CUMANÁ 06/08/1896 — CIUDAD DE MÉXICO 21/05/1955





         Insigne poeta venezolano, miembro de la "Generación del 28". Sus padres fueron Luis Felipe Blanco y Dolores Meaño. Su infancia transcurre en la isla de Margarita hasta que se traslada a Caracas en 1908 para estudiar en el Colegio Nacional, regentado entonces por Luis Ezpelosín. Luego ingresa a la Universidad Central de Venezuela donde se gradúa de abogado en 1918. Desde joven mostró gran talento literario reconocido en diversos concursos. En tal sentido, uno de sus primeros poemas, "La espiga y el arado", fue premiado en los Juegos Florales de Ciudad Bolívar en 1916. En 1921, publica su primer libro Tierras que me oyeron; y en 1923, recibe el primer premio en concurso promovido por la Real Academia Española de la Lengua, en Santander (España), a la cual concurrió con su Canto a España, lo que le dio notoriedad internacional.


Casa Natal
Casa natal de Andrés Eloy Blanco en Cumaná.


         En 1928 forma parte del grupo de estudiantes universitarios que se alzaron en contra de la dictadura del Gral. Juan Vicente Gómez. Por tal motivo, entre 1928 y 1933, va a prisión en La Rotunda, y de allí al castillo Libertador de Puerto Cabello (1933-1934). En esos años de encarcelamiento dio muestras de gran fortaleza física y moral, ya que pese a tener pesados grillos en los pies, siguió produciendo originales escritos que luego sus hermanas se encargaban de pasar en limpio.


         Enfermo fue confinado a Valera (1935).
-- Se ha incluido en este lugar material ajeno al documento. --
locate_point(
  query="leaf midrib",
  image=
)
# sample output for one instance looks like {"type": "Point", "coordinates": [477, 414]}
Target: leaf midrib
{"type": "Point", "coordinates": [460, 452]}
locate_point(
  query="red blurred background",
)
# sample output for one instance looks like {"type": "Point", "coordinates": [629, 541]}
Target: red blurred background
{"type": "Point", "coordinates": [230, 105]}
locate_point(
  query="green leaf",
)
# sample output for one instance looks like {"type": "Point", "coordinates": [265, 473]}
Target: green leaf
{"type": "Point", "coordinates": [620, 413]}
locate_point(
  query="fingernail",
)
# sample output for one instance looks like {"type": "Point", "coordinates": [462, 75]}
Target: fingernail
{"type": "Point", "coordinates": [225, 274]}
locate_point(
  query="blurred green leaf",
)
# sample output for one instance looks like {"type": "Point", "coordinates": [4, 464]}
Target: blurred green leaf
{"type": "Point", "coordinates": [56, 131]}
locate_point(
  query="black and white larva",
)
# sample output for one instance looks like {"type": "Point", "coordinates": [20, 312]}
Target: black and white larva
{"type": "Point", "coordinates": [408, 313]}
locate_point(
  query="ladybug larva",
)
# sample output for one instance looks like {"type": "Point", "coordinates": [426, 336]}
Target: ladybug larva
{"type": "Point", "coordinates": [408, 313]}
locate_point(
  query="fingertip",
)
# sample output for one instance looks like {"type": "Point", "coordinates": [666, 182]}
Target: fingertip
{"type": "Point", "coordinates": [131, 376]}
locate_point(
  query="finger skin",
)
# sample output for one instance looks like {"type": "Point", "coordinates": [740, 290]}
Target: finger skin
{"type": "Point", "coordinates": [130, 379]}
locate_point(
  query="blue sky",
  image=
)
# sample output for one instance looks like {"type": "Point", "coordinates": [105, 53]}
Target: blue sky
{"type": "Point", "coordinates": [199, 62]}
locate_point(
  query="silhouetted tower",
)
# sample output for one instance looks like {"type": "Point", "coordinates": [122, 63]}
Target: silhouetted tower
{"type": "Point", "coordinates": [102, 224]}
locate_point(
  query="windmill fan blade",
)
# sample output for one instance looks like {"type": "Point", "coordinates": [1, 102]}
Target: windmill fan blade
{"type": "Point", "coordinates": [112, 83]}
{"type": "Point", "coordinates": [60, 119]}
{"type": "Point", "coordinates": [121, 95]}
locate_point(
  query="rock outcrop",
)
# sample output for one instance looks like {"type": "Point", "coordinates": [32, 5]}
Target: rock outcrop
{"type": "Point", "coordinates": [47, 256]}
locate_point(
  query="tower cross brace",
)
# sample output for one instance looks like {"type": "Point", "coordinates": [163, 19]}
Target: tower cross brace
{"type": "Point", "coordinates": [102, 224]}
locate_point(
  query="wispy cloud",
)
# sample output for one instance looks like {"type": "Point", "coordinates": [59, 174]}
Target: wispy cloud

Mientras estuvo prisionero en las cárceles gomecistas estableció contacto con los campesinos y obreros analfabetas llevados a estas prisiones, los cuales inspiraron algunas de sus obras: Barco de Piedra, Malvina Recobrada (1937), Abigail (1937), Baedecker 2000 (1938) y Navegación de altura (1941].


         En estos libros AEB empleó un tratamiento de la realidad que él mismo denominó como "colombismo", y que derivaba de una actitud descubridora del poeta en contacto con la realidad americana.

Blanco
Monumento a Andrés Eloy Blanco en el Parque el Retiro de Madrid.


         Después de la muerte de Juan Vicente Gómez (1935) milita en el Partido Democrático Nacional (PDN) y resulta electo presidente del entonces Concejo Municipal del Distrito Federal. También funda el semanario humorístico El Morrocoy Azul (1941). Es diputado por el Distrito Federal (1945) y presidente de la Asamblea Nacional Constituyente (1946-1947). Electo ministro de Relaciones Exteriores en el gobierno de Rómulo Gallegos, representa a Venezuela en la Asamblea de las Naciones Unidas (París 1948). Luego del derrocamiento de Gallegos (24.11.1948) es desterrado a Cuba y posteriormente a México, donde muere en un accidente automovilístico. Días antes publicó su obra " Giraluna".

          En 1973, el entonces Congreso Nacional editó las obras completas del poeta, en 10 volúmenes, 5 de los cuales recogen su labor periodística (crónicas y ensayos cortos). En esta edición, también están contenidos sus discursos, que son de calidad excelente, pues era un gran orador, acaso uno de los mejores que ha tenido Venezuela en el siglo XX. Sus restos reposan en el Panteón Nacional desde 1981.

Blanco
Andrés Eloy Blanco.


         Andrés Eloy Blanco quería su propia voz, como él mismo lo dijera en el prólogo a su libro Poda. Y para encontrarla debía ir a la más segura y pródiga fuente de inspiración: el pueblo, el paisaje de Venezuela y América. AEB atendió siempre a lo que decía la gente, la calle. De allí la gran popularidad de la cual gozó con sus versos.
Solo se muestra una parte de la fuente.